Tuesday, September 12, 2006

BRANCHING OUT

Good-bye and good riddance. I will come right out and say, as I have said repeatedly since the summer, that Deion Branch bungled badly and that the New England Patriots front office were right to hold to their valuation of what he was worth. Deion Branch outplayed his contract, just as Richard Seymour had done. Seymour, however, had the dignity and class to work with the front office and get a fair and equitable contract done. Branch went hardline, which is certainly within his rights, and got his cash.

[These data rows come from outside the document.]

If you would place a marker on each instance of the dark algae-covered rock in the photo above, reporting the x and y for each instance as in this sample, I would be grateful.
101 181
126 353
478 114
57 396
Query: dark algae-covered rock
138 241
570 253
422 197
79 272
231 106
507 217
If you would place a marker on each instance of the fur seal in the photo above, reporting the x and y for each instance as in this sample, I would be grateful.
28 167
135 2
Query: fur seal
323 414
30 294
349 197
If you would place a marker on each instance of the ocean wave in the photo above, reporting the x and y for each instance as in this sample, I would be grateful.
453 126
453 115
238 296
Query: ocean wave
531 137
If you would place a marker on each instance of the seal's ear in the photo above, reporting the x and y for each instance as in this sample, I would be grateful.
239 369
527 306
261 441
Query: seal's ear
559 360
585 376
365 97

Rather than let him leave for nothing, as they had with Drew Bledsoe in 2002, the Patriots held on to him until another team was desperate enough to make a move and give in to their demands. Branch is an undeniable talent, but the Patriots have brought in the younger and cheaper replacements for Branch and David Givens while the talking heads babbled on endlessly about how they had no chance to win with all the free agent departures. Stealthily, the Patriots have drafted Chad Jackson to fill in for Branch (doing a great Deion Branch imitation by being injured already) and traded a ridiculously low draft pick (fifth round) for Doug Gabriel to take the role vacated by free agent bust David Givens (do you think the Titans would like his money back to have paid to a quarterback who could play this season? Billy Volek and Kerry Collins: sucking it up in 2006 as the Tennessee fans pray for Vince Young to learn the playbook sometime this decade).

It is easy to criticize the Patriots management and say that the team should have just paid Branch, Willie McGinest, Adam Vinatieri, and Givens the outrageous amounts of money they got, but I think it shows why this team can buck the odds and be consistently dominant for the foreseeable future: they do not have a problem making the difficult decision that is best for the team. Cleveland signed McGinest and still cannot win. David Givens (on my fantasy team, no less) was a non-factor as the lowly Jets took out Tennessee. (Vinatieri simply made a career decision to kick in a dome on turf: four years at North Dakota State and ten in New England, I think he has earned that right over the final 4 or 5 years of his career.)

Spending money on aging veterans or over-priced players who can be replaced without too much pain (as compared to Tom Brady and Richard Seymour, two of the irreplaceable parts in place) with cheaper and younger players is simply good business. Good business equals wins and championships. Underestimate Bill Belichick and Scott Pioli at your own peril.